Florian Gmeiner: At the Lego Group, we have a mission: we want our products to inspire children, the builders of tomorrow, and foster their development through inventive play and the learning that comes from this. And, of course, we use our insights into how children play to come up with new sets and entire play worlds. One example of this is what experts refer to as fluid play: play that seamlessly transitions between reality and the digital world as one creative unit.
Is that why you have integrated augmented reality (AR) technology (superimposing digital content onto real images) into the new series?
F. G.: Precisely. Our specially developed AR app brings constructed models virtually to life on the smartphone screen. In this way, children get to play in both the physical and digital worlds at the same time. With LEGO Hidden Side, we are therefore emulating the natural way in which children play. Nowadays, they move in both worlds without differentiating between digital and tactile play. This fluid play experience is precisely what we are now offering them with LEGO Hidden Side, developed by our LEGO team.
The Spielwarenmesse’s international TrendCommittee recently identified the Digital goes Physical theme as one of the most important trends in the industry. Are you not swimming against the tide with Hidden Side?

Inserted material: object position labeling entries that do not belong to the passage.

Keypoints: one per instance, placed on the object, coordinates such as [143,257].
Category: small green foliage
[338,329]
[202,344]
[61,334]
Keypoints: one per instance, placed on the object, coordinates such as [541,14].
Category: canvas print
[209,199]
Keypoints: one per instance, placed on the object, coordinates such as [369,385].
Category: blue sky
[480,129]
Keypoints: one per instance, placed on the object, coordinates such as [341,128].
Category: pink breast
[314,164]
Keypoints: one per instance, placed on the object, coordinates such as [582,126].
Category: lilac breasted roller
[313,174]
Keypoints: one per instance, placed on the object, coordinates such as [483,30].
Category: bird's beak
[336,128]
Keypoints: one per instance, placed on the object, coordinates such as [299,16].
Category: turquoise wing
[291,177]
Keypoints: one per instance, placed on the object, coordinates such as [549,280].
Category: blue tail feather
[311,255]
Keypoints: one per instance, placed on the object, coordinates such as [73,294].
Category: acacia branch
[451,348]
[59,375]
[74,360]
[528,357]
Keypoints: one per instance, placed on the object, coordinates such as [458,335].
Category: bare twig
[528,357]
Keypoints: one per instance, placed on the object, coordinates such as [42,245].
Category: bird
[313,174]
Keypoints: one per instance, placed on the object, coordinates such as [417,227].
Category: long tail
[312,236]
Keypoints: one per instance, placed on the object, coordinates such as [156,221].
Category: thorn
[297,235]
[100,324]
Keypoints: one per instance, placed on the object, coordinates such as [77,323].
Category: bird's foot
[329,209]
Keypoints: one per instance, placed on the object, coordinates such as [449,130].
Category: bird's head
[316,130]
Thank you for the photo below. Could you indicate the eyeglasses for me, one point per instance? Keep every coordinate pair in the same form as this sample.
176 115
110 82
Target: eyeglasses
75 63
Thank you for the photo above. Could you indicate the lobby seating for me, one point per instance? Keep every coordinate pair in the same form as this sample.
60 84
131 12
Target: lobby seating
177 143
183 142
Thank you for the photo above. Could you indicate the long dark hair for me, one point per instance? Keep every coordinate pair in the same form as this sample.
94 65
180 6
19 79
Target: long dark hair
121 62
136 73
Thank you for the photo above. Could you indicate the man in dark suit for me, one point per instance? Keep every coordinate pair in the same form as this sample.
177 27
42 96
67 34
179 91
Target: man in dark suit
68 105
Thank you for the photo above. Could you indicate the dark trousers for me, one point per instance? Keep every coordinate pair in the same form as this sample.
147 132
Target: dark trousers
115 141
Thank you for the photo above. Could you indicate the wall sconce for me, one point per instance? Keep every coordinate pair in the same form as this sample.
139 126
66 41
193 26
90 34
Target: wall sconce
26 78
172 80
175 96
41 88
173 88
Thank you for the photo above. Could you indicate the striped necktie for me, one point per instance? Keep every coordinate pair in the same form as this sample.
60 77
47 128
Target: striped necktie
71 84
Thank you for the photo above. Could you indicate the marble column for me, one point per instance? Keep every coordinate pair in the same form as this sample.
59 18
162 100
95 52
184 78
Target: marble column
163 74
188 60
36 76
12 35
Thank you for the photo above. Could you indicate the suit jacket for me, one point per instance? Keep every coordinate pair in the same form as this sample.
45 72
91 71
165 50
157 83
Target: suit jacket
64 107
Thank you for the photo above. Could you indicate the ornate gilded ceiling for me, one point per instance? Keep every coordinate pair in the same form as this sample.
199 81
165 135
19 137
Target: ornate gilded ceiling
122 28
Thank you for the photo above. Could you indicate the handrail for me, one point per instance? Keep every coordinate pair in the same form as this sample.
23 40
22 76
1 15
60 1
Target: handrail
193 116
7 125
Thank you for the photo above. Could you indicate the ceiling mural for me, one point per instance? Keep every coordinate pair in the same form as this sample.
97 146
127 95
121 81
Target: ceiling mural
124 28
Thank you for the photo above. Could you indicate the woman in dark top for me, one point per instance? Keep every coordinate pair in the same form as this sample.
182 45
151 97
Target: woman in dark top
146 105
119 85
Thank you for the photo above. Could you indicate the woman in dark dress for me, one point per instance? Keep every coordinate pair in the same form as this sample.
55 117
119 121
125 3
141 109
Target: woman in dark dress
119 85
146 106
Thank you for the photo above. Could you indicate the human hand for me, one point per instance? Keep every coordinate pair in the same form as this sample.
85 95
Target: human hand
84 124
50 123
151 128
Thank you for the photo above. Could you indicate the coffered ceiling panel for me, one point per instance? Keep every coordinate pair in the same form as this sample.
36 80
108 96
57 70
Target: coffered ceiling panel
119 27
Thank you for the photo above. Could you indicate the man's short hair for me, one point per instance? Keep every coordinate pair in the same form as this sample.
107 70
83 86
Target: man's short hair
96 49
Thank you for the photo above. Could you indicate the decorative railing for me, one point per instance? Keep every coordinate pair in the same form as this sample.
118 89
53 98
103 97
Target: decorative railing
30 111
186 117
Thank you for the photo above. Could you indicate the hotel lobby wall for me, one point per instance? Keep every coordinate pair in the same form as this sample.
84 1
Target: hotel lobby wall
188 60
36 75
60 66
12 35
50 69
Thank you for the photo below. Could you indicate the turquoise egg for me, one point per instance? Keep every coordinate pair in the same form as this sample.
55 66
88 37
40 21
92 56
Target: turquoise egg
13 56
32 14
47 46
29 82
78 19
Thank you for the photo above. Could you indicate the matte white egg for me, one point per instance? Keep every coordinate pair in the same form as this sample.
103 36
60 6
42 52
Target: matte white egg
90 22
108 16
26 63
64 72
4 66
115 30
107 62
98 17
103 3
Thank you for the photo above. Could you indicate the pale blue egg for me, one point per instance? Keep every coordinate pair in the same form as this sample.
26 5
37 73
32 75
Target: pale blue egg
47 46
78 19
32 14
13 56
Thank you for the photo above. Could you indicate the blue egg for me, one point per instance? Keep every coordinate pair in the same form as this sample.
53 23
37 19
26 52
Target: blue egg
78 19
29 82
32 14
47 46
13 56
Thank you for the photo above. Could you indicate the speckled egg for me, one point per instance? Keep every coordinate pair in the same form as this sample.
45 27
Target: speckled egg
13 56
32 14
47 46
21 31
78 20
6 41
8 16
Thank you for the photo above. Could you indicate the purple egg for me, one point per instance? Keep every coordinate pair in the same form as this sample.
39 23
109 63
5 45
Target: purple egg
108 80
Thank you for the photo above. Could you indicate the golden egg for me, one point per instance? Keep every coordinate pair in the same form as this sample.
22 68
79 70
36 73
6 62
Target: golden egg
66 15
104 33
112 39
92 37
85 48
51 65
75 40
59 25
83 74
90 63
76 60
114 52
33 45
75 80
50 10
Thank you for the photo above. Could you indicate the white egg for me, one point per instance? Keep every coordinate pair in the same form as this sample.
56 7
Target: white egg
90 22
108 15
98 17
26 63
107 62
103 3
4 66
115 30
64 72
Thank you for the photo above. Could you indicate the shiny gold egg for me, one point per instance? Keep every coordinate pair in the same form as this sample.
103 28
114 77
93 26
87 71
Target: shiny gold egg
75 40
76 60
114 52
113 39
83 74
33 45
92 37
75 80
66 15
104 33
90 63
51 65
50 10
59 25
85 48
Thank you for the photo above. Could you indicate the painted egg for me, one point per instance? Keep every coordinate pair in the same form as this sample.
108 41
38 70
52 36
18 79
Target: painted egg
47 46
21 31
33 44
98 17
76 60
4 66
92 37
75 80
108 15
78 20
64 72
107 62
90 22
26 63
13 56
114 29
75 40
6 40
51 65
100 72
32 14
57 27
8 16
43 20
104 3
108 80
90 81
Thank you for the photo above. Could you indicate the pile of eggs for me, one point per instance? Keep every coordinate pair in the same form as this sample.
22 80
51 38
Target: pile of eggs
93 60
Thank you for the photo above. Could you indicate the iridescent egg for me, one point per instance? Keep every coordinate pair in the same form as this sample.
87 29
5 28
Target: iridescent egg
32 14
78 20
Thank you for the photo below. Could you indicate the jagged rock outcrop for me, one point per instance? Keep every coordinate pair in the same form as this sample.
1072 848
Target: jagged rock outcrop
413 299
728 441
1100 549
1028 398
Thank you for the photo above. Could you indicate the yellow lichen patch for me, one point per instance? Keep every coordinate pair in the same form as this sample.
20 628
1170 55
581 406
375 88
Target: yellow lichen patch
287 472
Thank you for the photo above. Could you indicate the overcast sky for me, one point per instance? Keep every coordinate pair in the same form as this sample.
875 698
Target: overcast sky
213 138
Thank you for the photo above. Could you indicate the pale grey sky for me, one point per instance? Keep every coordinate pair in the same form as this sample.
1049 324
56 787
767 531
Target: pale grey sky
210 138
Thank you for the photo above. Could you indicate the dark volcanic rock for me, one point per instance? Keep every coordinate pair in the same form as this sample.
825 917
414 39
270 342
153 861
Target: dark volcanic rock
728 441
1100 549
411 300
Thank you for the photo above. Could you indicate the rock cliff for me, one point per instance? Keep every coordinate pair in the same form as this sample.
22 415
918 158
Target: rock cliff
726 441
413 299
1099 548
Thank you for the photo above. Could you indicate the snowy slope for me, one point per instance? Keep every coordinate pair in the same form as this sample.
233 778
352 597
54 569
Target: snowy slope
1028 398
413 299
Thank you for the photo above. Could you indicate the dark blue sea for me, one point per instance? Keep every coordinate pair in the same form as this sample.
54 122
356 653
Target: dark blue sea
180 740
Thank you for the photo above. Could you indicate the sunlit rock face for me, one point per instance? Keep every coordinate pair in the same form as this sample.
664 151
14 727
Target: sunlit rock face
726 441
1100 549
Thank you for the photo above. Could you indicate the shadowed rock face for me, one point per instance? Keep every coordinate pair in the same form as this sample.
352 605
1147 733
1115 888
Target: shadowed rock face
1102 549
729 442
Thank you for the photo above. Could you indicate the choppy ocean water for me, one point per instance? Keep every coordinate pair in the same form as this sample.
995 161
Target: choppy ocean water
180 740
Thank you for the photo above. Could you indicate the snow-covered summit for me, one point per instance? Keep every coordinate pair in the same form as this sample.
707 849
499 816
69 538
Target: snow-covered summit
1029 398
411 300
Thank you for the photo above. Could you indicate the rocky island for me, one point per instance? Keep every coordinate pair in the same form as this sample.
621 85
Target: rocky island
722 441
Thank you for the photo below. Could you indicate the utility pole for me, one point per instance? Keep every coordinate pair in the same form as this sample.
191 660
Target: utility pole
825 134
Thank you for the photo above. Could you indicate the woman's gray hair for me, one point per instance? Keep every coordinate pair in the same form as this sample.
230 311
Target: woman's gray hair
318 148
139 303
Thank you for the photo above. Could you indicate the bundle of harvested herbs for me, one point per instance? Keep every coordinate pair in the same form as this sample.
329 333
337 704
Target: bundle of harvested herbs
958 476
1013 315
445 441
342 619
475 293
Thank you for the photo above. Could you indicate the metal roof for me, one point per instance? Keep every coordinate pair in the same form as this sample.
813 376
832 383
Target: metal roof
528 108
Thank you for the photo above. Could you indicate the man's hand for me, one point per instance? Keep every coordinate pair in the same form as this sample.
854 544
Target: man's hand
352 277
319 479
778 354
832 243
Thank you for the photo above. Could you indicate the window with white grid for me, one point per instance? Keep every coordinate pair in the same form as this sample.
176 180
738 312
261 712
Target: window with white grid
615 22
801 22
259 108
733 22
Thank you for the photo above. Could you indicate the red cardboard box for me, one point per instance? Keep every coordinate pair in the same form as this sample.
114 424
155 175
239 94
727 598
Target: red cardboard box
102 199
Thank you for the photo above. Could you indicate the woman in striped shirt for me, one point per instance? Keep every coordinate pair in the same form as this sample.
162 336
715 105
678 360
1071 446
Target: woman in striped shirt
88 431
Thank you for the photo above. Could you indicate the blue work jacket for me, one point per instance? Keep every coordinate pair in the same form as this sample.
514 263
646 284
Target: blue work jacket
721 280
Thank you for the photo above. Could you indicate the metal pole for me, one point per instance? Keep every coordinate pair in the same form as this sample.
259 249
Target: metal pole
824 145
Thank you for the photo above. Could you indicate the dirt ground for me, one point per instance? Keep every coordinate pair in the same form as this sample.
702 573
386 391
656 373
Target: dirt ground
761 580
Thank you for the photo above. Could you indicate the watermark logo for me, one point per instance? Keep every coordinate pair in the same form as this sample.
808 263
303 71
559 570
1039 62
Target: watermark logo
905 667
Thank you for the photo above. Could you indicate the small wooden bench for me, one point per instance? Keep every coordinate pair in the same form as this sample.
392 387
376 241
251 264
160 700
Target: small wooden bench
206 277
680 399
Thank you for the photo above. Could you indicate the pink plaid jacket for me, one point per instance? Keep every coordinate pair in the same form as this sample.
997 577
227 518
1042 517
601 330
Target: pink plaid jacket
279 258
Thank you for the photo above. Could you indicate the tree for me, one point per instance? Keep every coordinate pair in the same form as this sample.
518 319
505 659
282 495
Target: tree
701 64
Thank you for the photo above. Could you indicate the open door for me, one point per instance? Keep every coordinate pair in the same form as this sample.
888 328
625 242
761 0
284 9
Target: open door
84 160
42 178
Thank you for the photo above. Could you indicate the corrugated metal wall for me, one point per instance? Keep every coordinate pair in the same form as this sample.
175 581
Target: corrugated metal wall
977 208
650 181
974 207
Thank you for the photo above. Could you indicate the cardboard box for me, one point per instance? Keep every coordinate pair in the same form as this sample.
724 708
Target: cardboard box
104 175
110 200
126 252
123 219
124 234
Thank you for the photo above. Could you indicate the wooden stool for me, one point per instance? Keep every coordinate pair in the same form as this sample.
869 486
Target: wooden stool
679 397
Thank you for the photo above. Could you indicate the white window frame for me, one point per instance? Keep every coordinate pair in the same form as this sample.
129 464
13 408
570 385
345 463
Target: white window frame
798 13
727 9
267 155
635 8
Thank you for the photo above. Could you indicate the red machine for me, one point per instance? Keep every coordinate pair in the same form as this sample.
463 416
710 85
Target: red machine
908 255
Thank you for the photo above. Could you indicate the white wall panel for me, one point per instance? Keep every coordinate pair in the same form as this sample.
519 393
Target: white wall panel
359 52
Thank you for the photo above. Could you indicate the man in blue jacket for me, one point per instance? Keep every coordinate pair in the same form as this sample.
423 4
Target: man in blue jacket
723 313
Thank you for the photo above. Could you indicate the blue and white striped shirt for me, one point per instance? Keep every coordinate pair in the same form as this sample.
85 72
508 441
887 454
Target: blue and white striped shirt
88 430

F. G.: This is not comparing like with like. After all, LEGO Hidden Side is not about transferring content to a new format, but connecting two worlds: the AR component enhances the tactile building experience without replacing it. All LEGO Hidden Side adventures take place in the fictitious city of Newbury, which looks like a very normal city at first glance with buildings built in the usual way. Its hidden side is revealed when it is viewed via a smartphone app and children can engage with the digital play component.